Last year, I learned a valuable lesson in regards to my writing.
I wanted to turn one of my four NaNoWriMo novels into a publishable book. I choose what I thought was the best one and revised it then hired an editor to look it over.
When I got the edits back, I was also given a brutally honest assessment of the work. It wasn’t something I wanted to hear, but man it was so helpful and so spot on. I cannot thank that editor enough for opening my eyes to the problems it had and how far from being ready it was.
Then, a few days later, I attended a writing conference where they were doing a blind reading of submitted stories with a panel of agents and small publishers. Anyone that wanted to could submit a three page sample of their story and they’d read it out loud for the entire conference to hear. Once it got to the point in the story where that agent or editor would’ve rejected the submission, they were to raise their hand. Once a majority of the panel rejected it, they’d stop and offer a critique of why they rejected it (or if it went the entire length, why they would’ve asked for more).

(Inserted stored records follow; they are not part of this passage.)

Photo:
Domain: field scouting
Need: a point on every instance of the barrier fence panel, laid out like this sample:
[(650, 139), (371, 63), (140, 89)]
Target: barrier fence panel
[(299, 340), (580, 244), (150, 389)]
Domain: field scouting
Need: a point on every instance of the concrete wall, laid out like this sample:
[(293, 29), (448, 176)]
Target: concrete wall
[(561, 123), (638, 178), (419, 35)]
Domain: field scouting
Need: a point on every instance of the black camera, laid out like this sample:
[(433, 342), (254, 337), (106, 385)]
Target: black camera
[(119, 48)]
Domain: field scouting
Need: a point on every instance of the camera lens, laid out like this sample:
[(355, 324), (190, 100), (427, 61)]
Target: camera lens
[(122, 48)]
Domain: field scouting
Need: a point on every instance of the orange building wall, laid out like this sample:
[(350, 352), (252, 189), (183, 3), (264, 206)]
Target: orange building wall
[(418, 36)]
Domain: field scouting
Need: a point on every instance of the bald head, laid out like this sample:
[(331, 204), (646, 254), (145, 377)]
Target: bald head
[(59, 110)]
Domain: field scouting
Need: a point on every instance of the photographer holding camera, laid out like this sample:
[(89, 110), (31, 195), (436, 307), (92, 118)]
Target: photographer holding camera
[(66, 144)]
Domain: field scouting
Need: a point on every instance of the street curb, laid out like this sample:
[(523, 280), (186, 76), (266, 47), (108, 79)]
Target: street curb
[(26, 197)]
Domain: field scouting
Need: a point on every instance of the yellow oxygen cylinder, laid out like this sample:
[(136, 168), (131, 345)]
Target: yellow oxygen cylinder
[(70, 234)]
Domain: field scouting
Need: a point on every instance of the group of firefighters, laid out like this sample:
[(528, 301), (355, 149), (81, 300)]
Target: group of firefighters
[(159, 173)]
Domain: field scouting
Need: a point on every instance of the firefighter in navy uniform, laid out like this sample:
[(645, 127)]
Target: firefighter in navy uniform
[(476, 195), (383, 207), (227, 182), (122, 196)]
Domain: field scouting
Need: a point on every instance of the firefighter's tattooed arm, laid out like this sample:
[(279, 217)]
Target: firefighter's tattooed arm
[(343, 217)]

I submitted my three pages. So did about a hundred other writers. They only read five submissions but guess whose got read? Yeah, this guy right here! It was the same story I had my editor work on. Already feeling bummed about the comments received so far, when they started reading mine I was in shock but also curious.
When they got to the second page, hands started flying up. I sipped my Diet Coke like nothing was going on but inside I was crushed. I wanted to crawl in a hole and die. Their feedback was brutal. Much like the editor I worked with, they didn’t hold back, however this was in front of a room of over a hundred writers! Fortunately the only person that knew who’s story they were critiquing was myself.
Those combined experiences with that draft made me question everything I was doing. Was I good enough? Do I have a clue about what I’m doing? Was I mistakenly claiming the title of “writer?” Should I give up?
My drive home from that conference was a dark, lonely drive. However, when I finally pulled in the driveway, I determined to use this for good.
I vowed to get better, to try harder, to continue progressing in my craft because I love it. I enjoy writing and it’s a part of me now. I chose to take their criticisms not as a personal attack, but as my alarm to improve my writing. I had skill, but it needed work.
It was a tough lesson to learn, but in the end the most valuable thing to happen to me.